The World Today

The World Today
Earth in 2013

Tuesday, January 13, 2015

Recon- part 3

Reconstructed Governments
As per the terms of their surrender, be it individual State or Confederate Congress, the civilian government within the State was suspended and placed under military occupation. Each of the generals commanding the occupation sectors appointed a general to be military-governor of the reconstructed State. In order to assure a smooth transition back into the Union and a loyal government, each of the generals and their staff were given authority over who could and could not be in the new civilian governments.
The first to be reformed were the individual towns and counties. They seldom had much interference from military rule, save to bare certain individuals from public office. At the top of the list was everyone in the Confederate bureaucracy, both national and State level. Given the lack of skilled people able to take up running the States during the era, these restrictions were soon limited to the higher echelons of either tier of government.
Those in the lower tiers were forced to swear an oath of allegiance to the United States before they could even obtain permission to run for office of apply for employment with the elected official’s department. During the first few years of Reconstruction the number of Southerners attempting to obtain permission was small and primarily at the local level. At State level, seeking permission and swear allegiance to the United States was seen simply as collaborating with the Yankee. Few took the risk.
One who did was Colonel Christopher Fuller of the 77th Cuba Infantry. He fought against United States Marines in his home State for years and swore to his dying day that had the order been given, he would have fought them until his dying day. For too many of his comrades, such a proclamation turned out to be true, though their deaths were not at ripe old ages. Cuba, despite its large slave population in the 1860s, was always a rather reluctant member of the Confederate States. 
Its succession convention was held by a handful of mostly self-appointed delegates who represented only the Anglo plantation owning elite. The Spanish plantation owners were divided on the issue and the Mestizo and Freedmen ranchers and small farmers, along with small White land holders were against succession. Many of the Whites took the Union up on the peace terms and resettled in the United States, primarily in Kentucky and Costa Rica.

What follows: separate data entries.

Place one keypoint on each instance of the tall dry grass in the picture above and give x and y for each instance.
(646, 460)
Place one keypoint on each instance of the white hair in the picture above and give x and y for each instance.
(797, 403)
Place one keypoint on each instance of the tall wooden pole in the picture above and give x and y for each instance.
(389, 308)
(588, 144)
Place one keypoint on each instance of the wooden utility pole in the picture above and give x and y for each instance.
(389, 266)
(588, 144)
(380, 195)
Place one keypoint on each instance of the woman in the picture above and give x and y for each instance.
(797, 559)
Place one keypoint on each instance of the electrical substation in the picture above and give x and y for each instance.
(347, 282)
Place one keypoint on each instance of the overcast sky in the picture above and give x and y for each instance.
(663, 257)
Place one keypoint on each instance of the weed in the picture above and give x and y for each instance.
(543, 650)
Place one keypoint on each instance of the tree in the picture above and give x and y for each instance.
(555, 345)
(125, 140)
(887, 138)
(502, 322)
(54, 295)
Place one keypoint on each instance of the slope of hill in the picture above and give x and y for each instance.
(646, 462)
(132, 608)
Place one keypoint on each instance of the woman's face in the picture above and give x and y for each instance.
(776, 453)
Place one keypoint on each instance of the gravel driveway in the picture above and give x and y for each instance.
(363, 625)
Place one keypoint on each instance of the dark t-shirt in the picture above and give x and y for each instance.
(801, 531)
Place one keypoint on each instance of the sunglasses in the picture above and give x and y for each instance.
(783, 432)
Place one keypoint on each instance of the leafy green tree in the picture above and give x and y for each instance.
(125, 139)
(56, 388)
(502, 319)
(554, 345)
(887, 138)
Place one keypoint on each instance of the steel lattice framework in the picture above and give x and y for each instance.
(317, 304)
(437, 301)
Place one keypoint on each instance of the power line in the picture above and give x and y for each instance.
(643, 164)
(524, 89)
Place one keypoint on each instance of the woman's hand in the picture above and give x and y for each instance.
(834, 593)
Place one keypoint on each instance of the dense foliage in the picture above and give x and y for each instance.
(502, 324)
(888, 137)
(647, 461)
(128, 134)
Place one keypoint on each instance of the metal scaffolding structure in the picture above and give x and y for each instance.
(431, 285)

Fuller was born in Jacksonville into the Anglo elite, though he took a Spanish wife and lived in strongly Catholic Santiago. His home was the first major Confederate city to fall to the Union when it, along with Guantanamo, were targets of the late 1914 invasion. He nor his wife owned any slaves and thus their home was spared the torch, though Marines did help themselves to its wine cellar.
Cuba had always been the oddball of the Confederate States. Its demographic made it the most liberal State, more so than Louisiana. It also was one of great contrasts. It retained slavery in the agricultural and tourist industries yet had the most liberal laws concerning freedmen. Free Blacks were allowed to own property, theoretically including slaves though few were known to have taken advantage of it. Though the land-owning Whites, Anglo and Spanish, dominated politics and government, there was a great deal of legal equality among the races. Enough so that Roosevelt once referred to it as the most egalitarian of the Confederate States.
This attitude would aid it greatly in returning to the Union as an equal among States. Fuller knew there was little point in resisting reunion and believed his fellow Cubans should put the past behind them and move forward. In order to run for office, he was forced to take the oath of allegiance, a process that he said afterwards left a worst taste in his mouth than the cheapest of gin. He was also limited to what political affiliation he could chose from the select granted to him by the USMC Governor-General, that being the four political parties of the Union.
Even after more than fifty years, no self-respecting Southerner would join the Republicans, the party of Lincoln. He also viewed the Labor Party as a thinly veiled platform for socialism. He respected the Progressive Party, for it was the party of Roosevelt and the party that defeated the C.S.A.. Because of the latter, he stayed away. This left him with the Democratic Party, which he found ironic. The US and CS both had their own native Democratic Parties and both followed similar ideologies.
His choice was more than for personal preference. Another similarity between the two government was that one candidate from each party was allowed to run for any given office. As a registered Democrat, Fuller was guaranteed election for the governorship as well as Congressional Representative and possibly Senator, depending on the make up of the State Assembly and that in turn would depend on how many of the recently freed slaves were allowed to vote. Black men had the franchise in the United States, mainly because they comprised less than three percent of eligible voters. Close to thirty percent of Cuba’s population was Black, making the political dynamics far different.
When he ran for office in 1924, when Cuba was declared reconstructed, handily winning a seat in the State Assembly for his district. From there, he continued to preach reconciliation as a veteran of the Confederate Army and as a citizen of the United States. He also fought against the corruption growing in Cuba both from organized crime and from vulture capitalists, with one of his greatest political enemies becoming the former Union privateer Joseph Kennedy, who used his political connections to muscle his way into the privatization of formerly Cuban owned industries.